What I find very amusing is that so many of people insisting that electronics are not part of the "problem", :), use multiple amplifiers to drive their speakers - in one fell swoop they have eliminated, bypassed a huge swag of the potential issues causing quality problems ... and yet they continue to harangue people who manfully try to get conventional audio setups, one amplifier only, to sound reasonable, when they say amplifiers make a difference -- hoo, boy!!
 
This discussion started after you postulated that vc heating is less of a problem under normal conditions, than crossover capacitors operating close to their maximum voltage. When I explained why you where wrong, I may have forgotten to mention that I have never seen a loudspeaker where the cap would give out before the driver. Never. Anybody out there who has? We are not talking about age related failure here, but dielectric break down. Before dielectric break down occurs, a capacitor will pretty much do what it always did.

It is very much different for drivers. Way before they break down due to thermal issues, vc heating will start to impact on performance. Compression always, xover misalignment on top of it in case of passive xover. And yes, even in domestic situations, drivers get fried.

Frenchie ,

JBL :
600 W AES continuous pink noise
Sensitivity: 97 dB SPL, 1 W, 1 m (3.3 ft)
Frequency Range
: 30 Hz - 2.5 kHz

Power Compression:

at –10 dB power (60 W): 0.7 dB***
at –3 dB power (300 W): 2.5 dB
at rated power (600 W): 4.0 dB

@ 60 watt power compression on their bass unit is .7db, consistent with what we found 20 yrs ago, when testing RMS below 32 watts and consistent also when used in typical domestic hi-fi, VCID would not be an issue.

60 watts RMS would translate to over 720 watts peak power when used in domestic hi-fi situation. even you head banging nutters couldn't go there .. :D
 
This has nothing to do with our discussion , i never said speakers cant be burnt, plus cheap speakers burn faster than gasolene ...

You said a voice coil could not reach 150C. That was clearly wrong, and others here have shown you that they can reach >200C.

But never mind, you "measured" voice coil temperature and "proved" it can't happen, so the experiences of others are clearly delusional.
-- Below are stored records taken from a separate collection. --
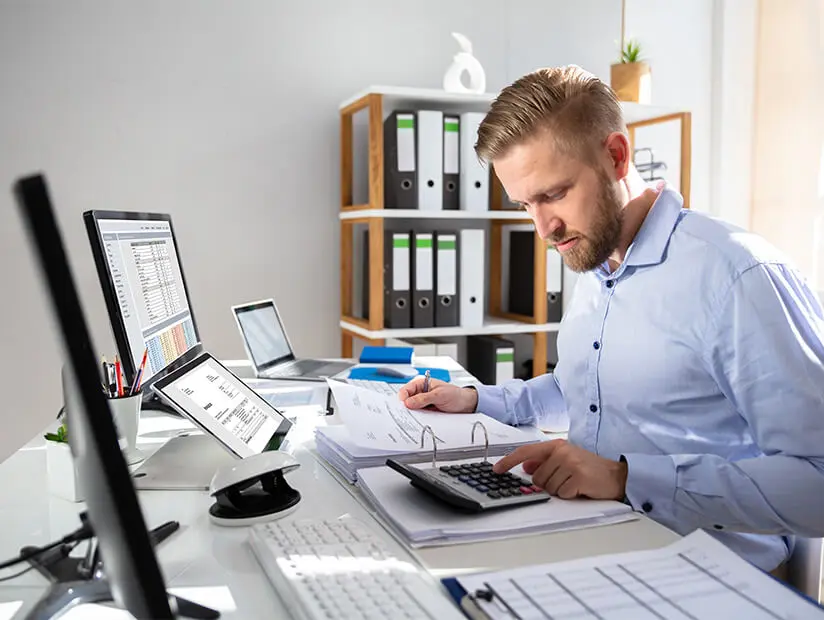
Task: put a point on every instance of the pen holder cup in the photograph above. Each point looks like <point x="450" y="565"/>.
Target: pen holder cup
<point x="126" y="414"/>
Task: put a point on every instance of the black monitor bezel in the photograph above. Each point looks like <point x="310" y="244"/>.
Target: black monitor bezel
<point x="132" y="569"/>
<point x="118" y="327"/>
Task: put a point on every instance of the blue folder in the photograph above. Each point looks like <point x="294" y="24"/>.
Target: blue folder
<point x="370" y="374"/>
<point x="386" y="355"/>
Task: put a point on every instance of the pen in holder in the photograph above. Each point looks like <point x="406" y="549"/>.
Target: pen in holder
<point x="126" y="414"/>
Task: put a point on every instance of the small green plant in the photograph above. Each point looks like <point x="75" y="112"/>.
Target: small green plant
<point x="62" y="434"/>
<point x="631" y="52"/>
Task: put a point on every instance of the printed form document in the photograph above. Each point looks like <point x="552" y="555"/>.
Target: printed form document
<point x="696" y="578"/>
<point x="382" y="422"/>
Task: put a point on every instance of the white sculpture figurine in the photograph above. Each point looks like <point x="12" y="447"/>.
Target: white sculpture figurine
<point x="464" y="61"/>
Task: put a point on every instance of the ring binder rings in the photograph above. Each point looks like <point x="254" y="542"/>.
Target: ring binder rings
<point x="434" y="444"/>
<point x="486" y="439"/>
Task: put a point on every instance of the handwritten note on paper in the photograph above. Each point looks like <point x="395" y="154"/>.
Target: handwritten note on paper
<point x="375" y="420"/>
<point x="382" y="422"/>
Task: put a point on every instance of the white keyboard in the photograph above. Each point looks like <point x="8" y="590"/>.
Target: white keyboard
<point x="341" y="569"/>
<point x="390" y="389"/>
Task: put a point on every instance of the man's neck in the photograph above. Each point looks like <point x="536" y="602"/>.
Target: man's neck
<point x="636" y="207"/>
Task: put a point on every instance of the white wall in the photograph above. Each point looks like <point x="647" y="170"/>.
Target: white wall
<point x="225" y="115"/>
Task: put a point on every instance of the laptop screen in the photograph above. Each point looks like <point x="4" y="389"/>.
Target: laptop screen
<point x="264" y="334"/>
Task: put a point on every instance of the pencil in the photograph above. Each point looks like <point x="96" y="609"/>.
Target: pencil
<point x="139" y="374"/>
<point x="118" y="378"/>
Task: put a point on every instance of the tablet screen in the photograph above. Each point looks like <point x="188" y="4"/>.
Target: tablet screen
<point x="220" y="403"/>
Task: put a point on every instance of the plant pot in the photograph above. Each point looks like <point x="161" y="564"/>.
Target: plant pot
<point x="632" y="81"/>
<point x="62" y="472"/>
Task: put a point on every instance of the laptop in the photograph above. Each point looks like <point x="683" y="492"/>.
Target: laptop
<point x="269" y="350"/>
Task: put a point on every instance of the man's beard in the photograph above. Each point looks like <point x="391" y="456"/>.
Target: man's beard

It's like those guys who measure amplifiers and prove that there can be no audible differences.
 
never said that , so go ahead and quote me , should be easy ... :rolleyes:

I said never in a domestic hi-fi environment, never said you couldnt burn up a driver , i said at up to 32 watts rms , we could not measure dynamic compression, in your case it must have been 30% thd and no music, possibly PA disco use too , not what we were discussing , read back ...
 
Over the years, I have seen a number of otherwise excellent speakers and drivers burnt badly, a good friend of mine has a service shop and all sorts of cases find him.

Burning out Dynaudio drivers is not easy, but some have managed even that.

It seems the deadly combination is a nominally very powerful loudspeaker, capable of withstanding peak programme material of over 300W being driven by some low quality amps. The large power rating misleads people who believe that their 30WPC amp can never burn out that speaker. So they crank the bass pot to + maximum, typically at least +12 dB and often more, and let it rip.

So, in fact, they feed the speaker with clipped signal for hours on end during a party. What's an honest to God speaker to do with so much clipping but burn out?

On Wayne's argument - perhaps he should have said no burnout up to say 16 Vpeak unclipped output signal into nominally 8 Ohms. That's assuming the driving amp is capable of at least rwice that output voltage, so the chances of clipping are reduced.